The federal government created an Earned Income Tax Credit (EITC) for low income families. This credit will put cash back into an individual’s pocket and can help people locate resources in Illinois that can complete and file their state and federal taxes for free.
Homeless Youth Services works to meet the immediate survival needs (which include food, clothing, housing and shelter) of youth and assist them in becoming self-sufficient.
The Illinois Department of Human Services also runs Head Start, which is paid for by public funds from the the federal government. The service provides a comprehensive program of education, parent involvement, public health insurance, and social services for children under 6 years of age.
Illinois Welcoming Centers can provide a number of services, referrals, and information. The state funded locations can offer, among other things, employment training, community health care, educational services, and information on public assistance. Best of all, these services and more can be found in just one location. Another benefit of these locations is that the Illinois Welcoming Center staff is bilingual. Services are offered in both English and Spanish, and Illinois clients have access to multilingual translators and interpreters.
Transitional Assistance (TA) – This public assistance program is for those who do not qualify for either Refugee and Repatriate Assistance (RRA) or AABD. Specific qualifications and rules apply.
Illinois Medical Assistance Programs can provide families access to affordable or free, yet high quality public health care and assistance.
Medical Assistance Programs are administered through the Illinois Department of Healthcare and Family Services (HFS). While various conditions need to be met and are in place by the state, in general for medical bill assistance a patient or family needs to have a child under 19, needs to be pregnant, or health care may also be offered for seniors as well as the disabled.

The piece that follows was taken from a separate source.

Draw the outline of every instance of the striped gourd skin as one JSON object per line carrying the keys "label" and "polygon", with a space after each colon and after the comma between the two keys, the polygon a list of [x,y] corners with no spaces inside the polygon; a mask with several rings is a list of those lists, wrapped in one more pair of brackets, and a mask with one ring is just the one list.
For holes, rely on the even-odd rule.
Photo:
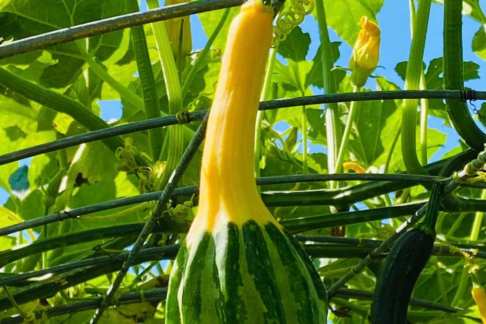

All Kids can provide uninsured children in Illinois' with free comprehensive health care and access to public programs. Resources offered include payment for prescription drugs, doctor's visits, checkups, hospital stays, vision care, dental care and medical devices like asthma inhalers and eyeglasses. Contact your local DHS Family Community Resource Center for more information on medical care.
Help for paying for child and day care is available. The Illinois Child Care Assistance Program (CCAP) provides working families, the low-income, and people who are training for a job with money to pay their child care costs. They can also use state approved, high quality yet affordable child care providers which will allow families to continue to get job training or get help for paying for child care as they work. Read more on Illinois child care assistance.
WIC is another food assistance program that is administered by the Illinois Department of Human Services. WIC is short for Women, Infants, and Children food assistance. It helps new mothers and young children as well as pregnant women eat well and stay healthy, and ensures their child also eats well. Participants can get special checks to buy healthy foods such as juice, eggs, cheese, milk, cereal, dry beans, peanut butter, or peas. The WIC program also provides the public with information about nutrition and general health care to help keep people healthy.
The Illinois WIC Farmer's Market Nutrition Program (FMNP) - This is another public food assistance program for Women, Infants, and Children across the region. The government can provide special checks and vouchers to buy fresh, nutritious fruits, breads, vegetables, and herbs from both farmers' markets and roadside stands.